From pain to defensive actions: saliency detection as a reactive process

Giandomenico Iannetti


Professor of Neuroscience, University College London
www.iannettilab.net


Fellow, Paris Institute of Advanced Studies
https://goo.gl/u3cgMk

 

 

From pain to defensive actions: saliency detection as a reactive process

16 July 2018, 12.30 p.m. “DPG-1” Meeting Room
“Psico-1” Building, ground floor
Via Venezia 8, Padova

The most important function of the nervous system is to relate us to the rest of the world
through perception and action. Both consciously and unconsciously, nervous systems uses
information about the environment to make decisions that result in actions appropriate to
cope with the world. Nervous systems are particularly sensitive towards the detection of
salient environmental events that need to be rapidly acted upon, to facilitate survival and
reproduction. The large electrocortical or blood-flow based brain responses elicited by
salient stimuli reflect a basic mechanism through which the human brain detects and
purposefully reacts to behaviourally-relevant sensory events, regardless of their perceptual
quality. These neurophysiological responses elicited by salient stimuli have been traditionally
interpreted within the sensory domain. We recently described a basic physiological
mechanism couples saliency-related cortical responses, which modulate motor output
following a complex triphasic pattern. Thus, sudden environmental stimuli have an
immediate effect on motor reactivity, suggesting that saliency detection is not merely
perceptive but reactive, preparing the animal for subsequent appropriate actions.
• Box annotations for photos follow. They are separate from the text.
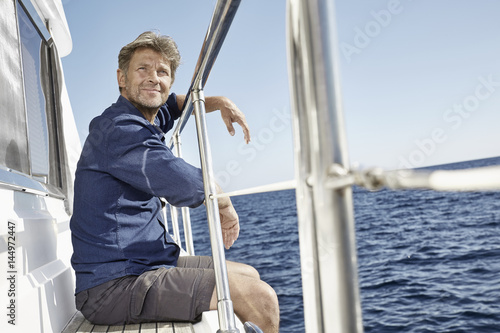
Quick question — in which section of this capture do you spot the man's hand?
[177,95,250,143]
[218,97,250,143]
[219,205,240,250]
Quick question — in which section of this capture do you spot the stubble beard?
[125,86,166,112]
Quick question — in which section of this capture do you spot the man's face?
[118,48,172,111]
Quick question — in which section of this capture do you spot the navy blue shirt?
[70,94,204,293]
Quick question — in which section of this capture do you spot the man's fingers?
[224,118,235,136]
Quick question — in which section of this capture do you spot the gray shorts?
[76,256,215,325]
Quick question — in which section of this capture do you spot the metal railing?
[168,0,240,333]
[287,0,500,333]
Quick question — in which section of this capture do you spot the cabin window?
[17,3,61,187]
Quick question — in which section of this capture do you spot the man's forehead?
[131,47,170,67]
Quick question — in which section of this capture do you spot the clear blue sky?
[63,0,500,190]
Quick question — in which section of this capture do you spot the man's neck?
[136,103,159,125]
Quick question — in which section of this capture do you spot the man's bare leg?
[210,261,279,333]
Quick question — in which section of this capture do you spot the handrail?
[168,0,241,148]
[287,0,363,333]
[168,0,241,333]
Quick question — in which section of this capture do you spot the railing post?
[191,84,239,333]
[173,134,194,256]
[169,204,181,246]
[288,0,363,333]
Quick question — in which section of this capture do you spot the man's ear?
[116,68,126,88]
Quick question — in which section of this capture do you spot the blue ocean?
[186,157,500,333]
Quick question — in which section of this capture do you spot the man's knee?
[227,261,260,280]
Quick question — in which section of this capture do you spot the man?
[71,32,279,332]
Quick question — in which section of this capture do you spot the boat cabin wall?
[0,0,81,332]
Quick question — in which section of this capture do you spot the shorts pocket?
[130,267,165,319]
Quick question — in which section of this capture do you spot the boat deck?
[62,312,194,333]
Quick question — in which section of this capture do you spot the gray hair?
[118,31,181,83]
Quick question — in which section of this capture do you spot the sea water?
[187,158,500,333]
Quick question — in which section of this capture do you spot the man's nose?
[149,71,160,84]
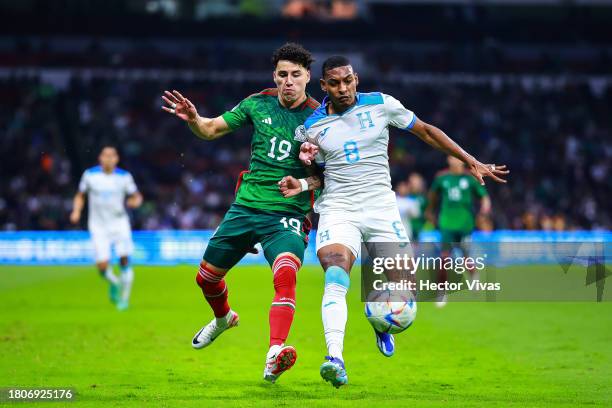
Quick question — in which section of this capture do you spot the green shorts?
[204,203,308,269]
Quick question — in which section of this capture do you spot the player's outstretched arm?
[70,191,85,224]
[410,119,510,185]
[162,90,231,140]
[278,174,323,198]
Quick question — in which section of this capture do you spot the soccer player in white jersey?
[279,56,508,387]
[70,146,142,310]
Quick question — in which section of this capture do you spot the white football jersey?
[304,92,416,214]
[79,166,138,229]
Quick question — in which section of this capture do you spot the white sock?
[215,310,232,328]
[321,266,349,361]
[121,266,134,302]
[104,265,119,285]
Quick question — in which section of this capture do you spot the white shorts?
[89,222,134,262]
[317,205,410,257]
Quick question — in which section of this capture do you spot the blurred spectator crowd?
[0,71,612,230]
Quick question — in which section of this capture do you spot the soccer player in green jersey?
[397,172,427,243]
[162,43,319,382]
[428,156,491,306]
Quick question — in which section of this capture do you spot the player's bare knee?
[196,261,227,289]
[319,250,351,273]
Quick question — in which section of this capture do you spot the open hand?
[469,160,510,185]
[162,90,198,122]
[298,142,319,165]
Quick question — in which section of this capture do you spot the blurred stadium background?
[0,0,612,237]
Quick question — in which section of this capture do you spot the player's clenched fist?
[278,176,304,198]
[300,142,319,166]
[162,90,198,123]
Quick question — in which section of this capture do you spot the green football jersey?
[431,171,487,232]
[222,88,319,213]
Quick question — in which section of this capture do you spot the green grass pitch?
[0,266,612,407]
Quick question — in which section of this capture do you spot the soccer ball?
[365,290,417,334]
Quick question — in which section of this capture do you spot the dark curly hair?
[272,43,314,69]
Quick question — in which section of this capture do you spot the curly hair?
[272,43,314,69]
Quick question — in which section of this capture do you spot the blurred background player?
[396,173,427,243]
[280,56,507,387]
[427,156,491,306]
[162,43,319,382]
[70,146,142,310]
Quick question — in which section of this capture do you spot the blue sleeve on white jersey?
[123,171,138,195]
[79,171,88,193]
[383,94,416,130]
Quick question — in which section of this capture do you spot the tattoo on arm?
[306,163,325,190]
[306,175,323,191]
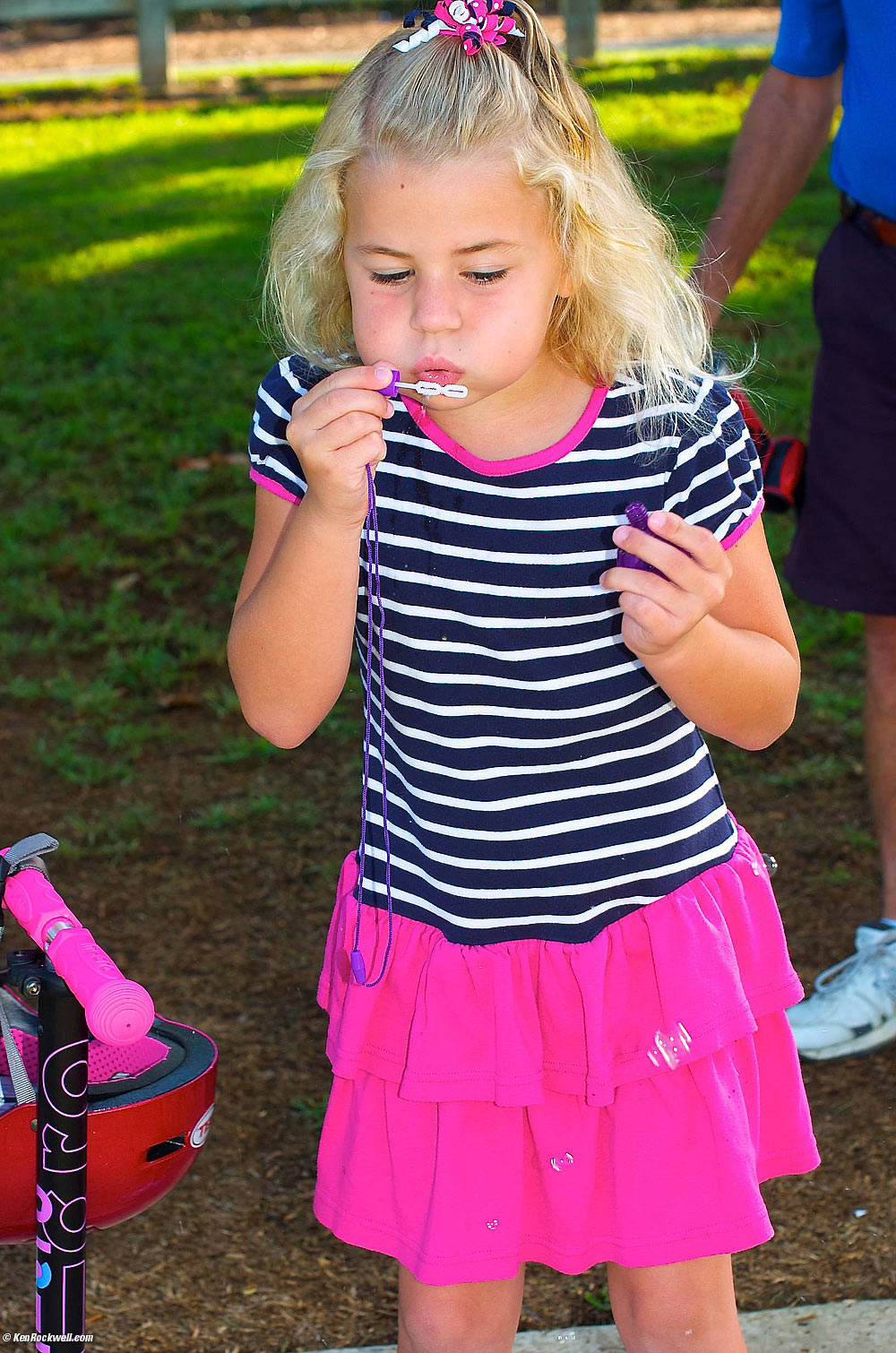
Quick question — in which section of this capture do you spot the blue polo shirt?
[771,0,896,220]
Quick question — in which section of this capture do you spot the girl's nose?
[410,280,461,332]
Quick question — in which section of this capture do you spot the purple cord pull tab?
[352,949,366,982]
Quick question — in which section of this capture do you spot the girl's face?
[344,151,570,413]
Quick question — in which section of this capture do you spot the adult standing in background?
[692,0,896,1059]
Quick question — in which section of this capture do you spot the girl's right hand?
[286,363,392,531]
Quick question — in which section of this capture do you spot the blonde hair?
[263,0,725,408]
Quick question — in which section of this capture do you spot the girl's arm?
[601,512,800,751]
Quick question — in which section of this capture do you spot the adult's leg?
[607,1254,747,1353]
[865,616,896,920]
[398,1263,525,1353]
Giandomenico Iannetti is Professor of Neuroscience at University College London (UCL), and
also resident at the Paris Institute of Advanced Studies (IEA). He leads a multidisciplinary research
group (www.iannettilab.net) working on sensorimotor neuroscience in humans and rodents. After
a PhD from the University of Rome “La Sapienza” (2003) and a post-doc at the University of
Oxford (2003-2006), in 2006 he was awarded a Royal Society University Fellowship, which he
started at the Univeristy of Oxford. In 2009 he moved to University College London (UCL), where
in 2014 was appointed Full Professor of Neuroscience.